Selected major translational highlights
1. DKTK researchers T. Oellerich and H. Serve (F/MZ) contributed to the collaborative, international study that validated SAMHD1 as a biomarker for prognosis and therapy response in AML, using mouse models of retroviral AML transplantation, as well as retrospective analyses of AML samples from adult patients (Schneider et al., Nat Med 2017).
2. Led by DKTK scientists S. Fröhling and A. Stenzinger (HD), collaborative work involving six DKTK sites (B, DD, FR, HD, M, TÜ) and several non-DKTK German collaborators, compared several systems for the classification of variants detected by large-scale sequencing, and developed and proposed a generalizable classification concept for precision oncology (Leichsenring et al., Int J Cancer 2019).
3. DKTK researchers F. Hertwig, A. Eggert and J.H. Schulte (B), deciphered a new risk group classifier for neuroblastoma patients that will revolutionize individualized treatment in patients with ultra-high-risk neuroblastoma (Ackermann et al., Science 2018).
4. A new genetic mechanism of extrachromosomal circular DNA, which drives oncogenic genome remodeling in neuroblastoma and other cancers was described (Koche et al., Nat Genet 2020).

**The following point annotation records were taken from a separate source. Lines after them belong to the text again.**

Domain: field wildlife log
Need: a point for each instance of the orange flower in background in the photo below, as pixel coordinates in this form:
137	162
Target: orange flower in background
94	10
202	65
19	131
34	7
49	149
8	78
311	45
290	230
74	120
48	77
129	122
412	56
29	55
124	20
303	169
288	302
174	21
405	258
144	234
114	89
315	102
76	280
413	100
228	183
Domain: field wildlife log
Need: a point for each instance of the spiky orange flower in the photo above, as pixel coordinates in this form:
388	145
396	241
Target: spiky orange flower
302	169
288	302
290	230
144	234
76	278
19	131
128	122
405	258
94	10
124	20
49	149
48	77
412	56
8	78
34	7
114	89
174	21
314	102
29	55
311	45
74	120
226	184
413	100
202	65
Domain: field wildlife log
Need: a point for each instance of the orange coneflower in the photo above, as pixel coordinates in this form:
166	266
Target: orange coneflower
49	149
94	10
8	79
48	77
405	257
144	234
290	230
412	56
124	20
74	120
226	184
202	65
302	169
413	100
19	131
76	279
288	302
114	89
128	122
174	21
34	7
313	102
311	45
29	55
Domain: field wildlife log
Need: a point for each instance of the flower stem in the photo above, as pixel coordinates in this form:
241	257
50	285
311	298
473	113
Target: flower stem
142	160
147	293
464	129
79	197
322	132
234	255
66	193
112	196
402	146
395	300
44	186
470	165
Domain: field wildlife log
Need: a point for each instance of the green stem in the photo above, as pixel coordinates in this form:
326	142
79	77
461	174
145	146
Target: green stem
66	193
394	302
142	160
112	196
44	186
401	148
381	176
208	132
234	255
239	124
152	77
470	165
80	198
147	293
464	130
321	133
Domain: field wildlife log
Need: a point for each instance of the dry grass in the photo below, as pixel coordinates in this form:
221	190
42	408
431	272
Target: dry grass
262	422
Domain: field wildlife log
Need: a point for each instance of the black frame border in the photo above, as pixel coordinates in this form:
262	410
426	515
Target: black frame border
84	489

5. Coordinated by A. Stenzinger (HD) the panel-based Tumor Mutational Burden (TMB) measurement (as a quantitative assessment of the number of somatic mutations within a tumor genome), which is highly relevant for immunotherapy, was harmonized and standardized, and critical sources of variation were assessed (Stenzinger et al., J Thorac Oncol 2020). The published study provided real-world evidence that all evaluated panels can be used to estimate Tumor mutational burden (TMB) in a routine diagnostic setting, and identified important parameters for reliable tissue TMB assessment that require careful control.
6. Led by DKTK researchers D. Capper (B), and S. Pfister, A. von Deimling (HD), a collaborative study group involving scientists from all DKTK sites (B, DD, E/D, F/MZ, FR, HD, M, TÜ), as well as other national and international sites, developed a novel DNA methylation-based classifier for CNS tumors and provided global access to it via an internet portal (Capper et al., Nature 2018).
7. In collaboration with researchers at Vanderbilt University School of Medicine, the group led by H. Brenner (HD) developed and validated a polygenic risk score in a genetic analysis of participants in CRC screening study in Germany, which enables stratification of colorectal neoplasms for CRC screening (Weigl et al., Gastroenterology 2018; Cardoso et al., Lancet Oncol 2021).
8. Scientists led by C. Eckert (B), within the ALL-REZ BFM Trial Group (NCT00114348), found that the prognosis of children with late bone marrow B cell ALL relapses could be improved by refined response classification and integration of genetics (Eckert et al., J Clin Oncol 2019).
9. DKTK scientists identified NTRK fusions as a top ‘very high’ priority target in pediatric patients through the INFORM pipeline and successful treatment (CR/PR in most patients) within the LOXO-101 trial (NCT03834961).